The next day I sat down to my book. Despite my conviction the previous evening, some of Joe’s words had impacted on me. Particularly what he said about putting the mad stuff into my writing. It was preying on my mind as I tidied up my first chapter on Matthew Hopkins. I entered some of the details I ‘saw’ at the Hopping Bridge. It certainly brought it to life, but it could be construed as fantasy and undermine some of the solid evidence I had amassed to support some of my claims.

In the end, about eleven o’clock, I decided to run the whole thing past Felix himself and picked up my phone.

I went through to a voice I recognised to be Delphine, who told me that she’d see if Felix was free. After a short wait, he came on the line. He was breathless, like he’d been running, and told me he had only a few minutes to spare.

‘Important meeting?’ I asked.

He laughed out something that sounded like a hybrid of a chortle and snort. ‘Have you not seen the news today?’

I told him I hadn’t.

‘We’ve had some damn leak about Robert.’

I assumed he meant Cutt.

‘The press are up in arms about a book he’s halted.
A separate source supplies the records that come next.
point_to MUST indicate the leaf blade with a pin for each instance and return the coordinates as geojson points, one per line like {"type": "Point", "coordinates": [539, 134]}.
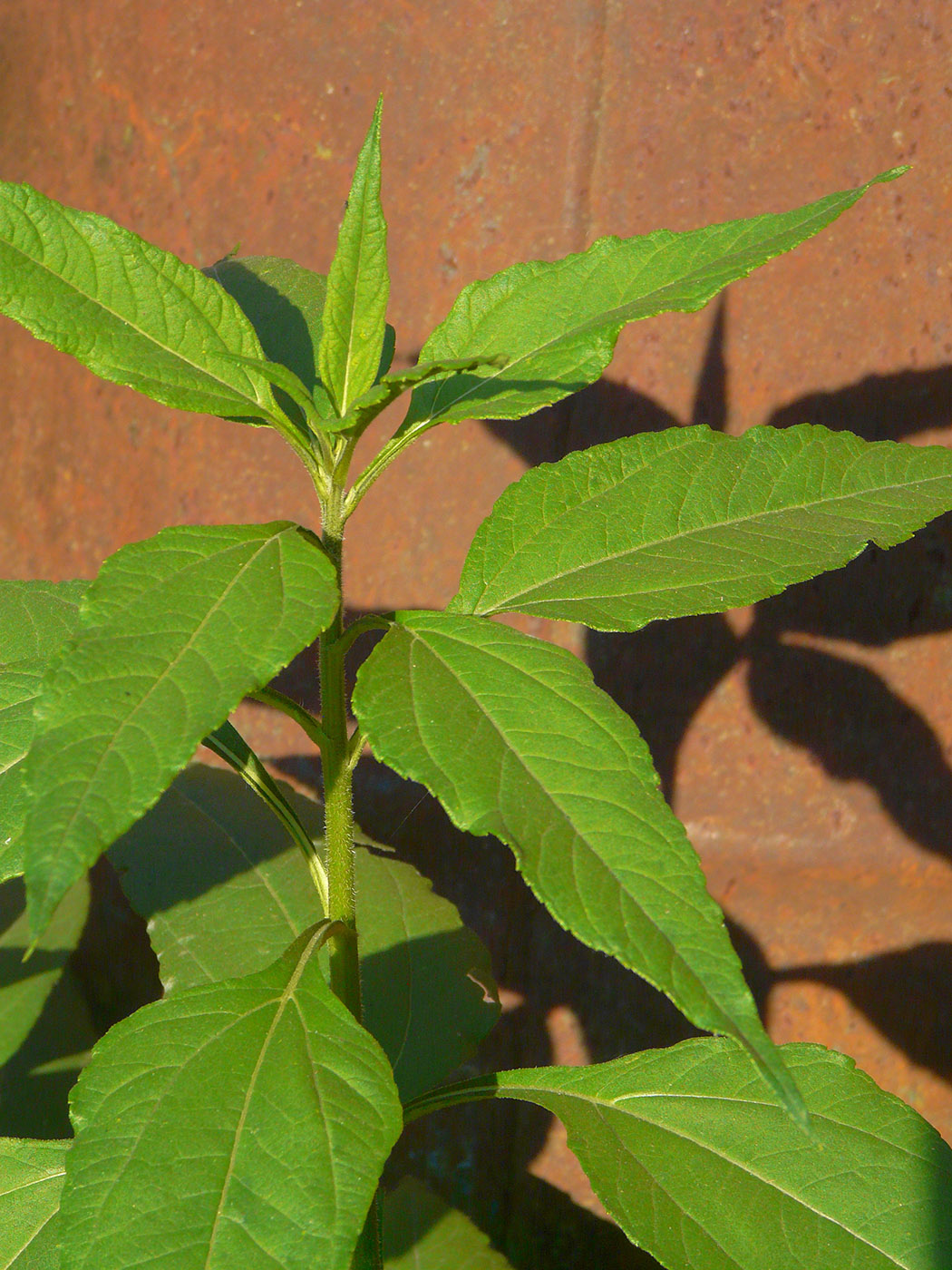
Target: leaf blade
{"type": "Point", "coordinates": [665, 1136]}
{"type": "Point", "coordinates": [35, 621]}
{"type": "Point", "coordinates": [558, 321]}
{"type": "Point", "coordinates": [131, 313]}
{"type": "Point", "coordinates": [175, 631]}
{"type": "Point", "coordinates": [358, 285]}
{"type": "Point", "coordinates": [31, 1181]}
{"type": "Point", "coordinates": [207, 860]}
{"type": "Point", "coordinates": [505, 730]}
{"type": "Point", "coordinates": [281, 1168]}
{"type": "Point", "coordinates": [421, 1232]}
{"type": "Point", "coordinates": [692, 521]}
There’s a reference to a Russian deal he brokered a couple of years back. The writer’s hinting at large scale involvement with the mafia. Quite ridiculous.’

I expressed surprise that this was a Portillion book.

‘Oh God, no. It’s a minor press we acquired last week. Obviously as soon as we found out about the content we then had to pull the book. Now there’s speculation that Robert bought the outfit purely to stop the publication.’

Ha ha, I thought. ‘Oh dear,’ I said.

‘Yeah,’ he said. ‘So I’ve got to go into a damage limitation meeting in a sec.’

‘Okay, I won’t hold you up,’ I said, and asked him how much of my ‘experiences’ he wanted me to put in. And would that affect the credibility of the book?

He didn’t seem to think so. So I told him, rather guardedly, about the Hopping Bridge section.

‘Go for it,’ was his conclusion. ‘Spices up something that’s otherwise quite dry.’

I took his advice and after hanging up wrote the scene into the chapter. Then I attached the document to Felix’s email.

‘Please like it,’ I muttered and hit ‘Send’.